A spreadsheet containing personal information and confidential evaluation data about admitted Economics doctoral students was mistakenly sent to current graduate students last week.
In a letter Economics Department Chair David I. Laibson sent to affected students, Laibson wrote that the spreadsheet was intended to provide contact information for the new students. But the spreadsheet also included “hidden columns” with confidential comments from the admissions committee about each student, as well as their nationalities, genders, and names of Harvard faculty they would be interested in working with, according to the letter obtained by The Crimson.
In an interview, Laibson said the evaluation data consisted of only short “telegraphic comments.”
“Those cells reflected not a complete process on the part of the admissions committee but a partial process,” he said. “It’s impossible to look at those cells and infer the committee's deliberation.”
In his letter, Laibson informed accepted students that he had requested recipients of the spreadsheet to “permanently delete” the file.
Laibson said the department has taken two steps to prevent future mistakes.
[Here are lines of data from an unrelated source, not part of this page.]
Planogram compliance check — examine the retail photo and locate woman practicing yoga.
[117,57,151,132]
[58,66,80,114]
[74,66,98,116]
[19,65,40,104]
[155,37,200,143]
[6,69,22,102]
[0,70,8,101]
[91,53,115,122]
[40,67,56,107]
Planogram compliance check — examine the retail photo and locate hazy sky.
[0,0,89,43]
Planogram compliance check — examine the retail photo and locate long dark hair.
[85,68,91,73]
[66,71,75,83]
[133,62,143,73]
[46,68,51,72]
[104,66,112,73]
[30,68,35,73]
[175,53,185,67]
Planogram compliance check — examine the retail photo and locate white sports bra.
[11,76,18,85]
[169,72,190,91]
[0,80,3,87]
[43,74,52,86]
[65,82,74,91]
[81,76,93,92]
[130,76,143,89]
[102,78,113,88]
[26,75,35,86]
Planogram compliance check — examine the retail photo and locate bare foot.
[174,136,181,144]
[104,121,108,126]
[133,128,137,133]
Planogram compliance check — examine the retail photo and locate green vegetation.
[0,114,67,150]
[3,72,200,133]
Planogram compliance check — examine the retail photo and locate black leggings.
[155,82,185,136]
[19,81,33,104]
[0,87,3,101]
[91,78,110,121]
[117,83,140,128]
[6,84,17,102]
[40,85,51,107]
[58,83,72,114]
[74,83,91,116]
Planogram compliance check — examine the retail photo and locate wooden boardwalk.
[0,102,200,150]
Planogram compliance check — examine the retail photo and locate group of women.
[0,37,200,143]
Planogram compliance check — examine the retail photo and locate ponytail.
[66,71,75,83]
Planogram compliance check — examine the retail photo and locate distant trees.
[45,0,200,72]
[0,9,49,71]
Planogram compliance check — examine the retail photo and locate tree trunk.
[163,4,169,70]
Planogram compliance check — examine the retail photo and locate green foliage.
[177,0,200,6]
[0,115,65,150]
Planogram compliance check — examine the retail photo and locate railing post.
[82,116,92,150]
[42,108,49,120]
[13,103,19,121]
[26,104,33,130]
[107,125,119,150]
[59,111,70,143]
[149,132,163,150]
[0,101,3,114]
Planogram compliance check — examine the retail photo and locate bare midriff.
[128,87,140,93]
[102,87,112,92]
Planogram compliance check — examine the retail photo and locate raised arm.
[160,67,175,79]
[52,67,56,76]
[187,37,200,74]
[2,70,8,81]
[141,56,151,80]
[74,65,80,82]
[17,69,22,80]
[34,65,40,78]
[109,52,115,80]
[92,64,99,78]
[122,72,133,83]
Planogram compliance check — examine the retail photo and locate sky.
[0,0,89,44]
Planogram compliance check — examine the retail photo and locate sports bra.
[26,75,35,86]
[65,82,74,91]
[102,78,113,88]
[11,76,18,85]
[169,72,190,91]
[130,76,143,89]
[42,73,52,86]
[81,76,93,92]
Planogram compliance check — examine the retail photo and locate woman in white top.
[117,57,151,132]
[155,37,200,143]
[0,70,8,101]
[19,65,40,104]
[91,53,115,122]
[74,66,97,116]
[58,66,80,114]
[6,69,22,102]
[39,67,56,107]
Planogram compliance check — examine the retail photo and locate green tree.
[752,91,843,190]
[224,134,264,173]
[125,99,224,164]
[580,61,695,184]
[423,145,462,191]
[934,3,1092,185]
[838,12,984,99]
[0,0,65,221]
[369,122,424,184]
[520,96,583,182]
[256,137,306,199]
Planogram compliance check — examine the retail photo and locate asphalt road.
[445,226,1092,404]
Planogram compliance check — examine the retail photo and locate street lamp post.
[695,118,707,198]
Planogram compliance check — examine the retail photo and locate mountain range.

First, the individual who sent the file is now required to have any emails they send over the list receive reviewed by the department’s leadership.
“The second precaution that we’re taking is a wholesale review and revision of our email usage system and that includes taking a look at all of our listservs, determining who has access to those listservs, likely tightening usage of those listservs, likely tightening the permissions that we have for what types of documents can be sent to those listservs,” Laibson said.
Laibson says he expects to roll out a new listserv policy within a week.
This is not the first time this year that a technical error has led to the inadvertent availability of confidential information. In February, the Harvard Computer Society made private thousands of email lists after The Crimson informed the organization that more than 1.4 million emails—some containing confidential or sensitive information—sent over HCS-hosted lists were open to the public.
In the letter to admitted students, Laibson encouraged students to contact him with questions about the incident.
“On behalf of the department, I apologize for the serious mistake and the concern it will cause you,” he wrote.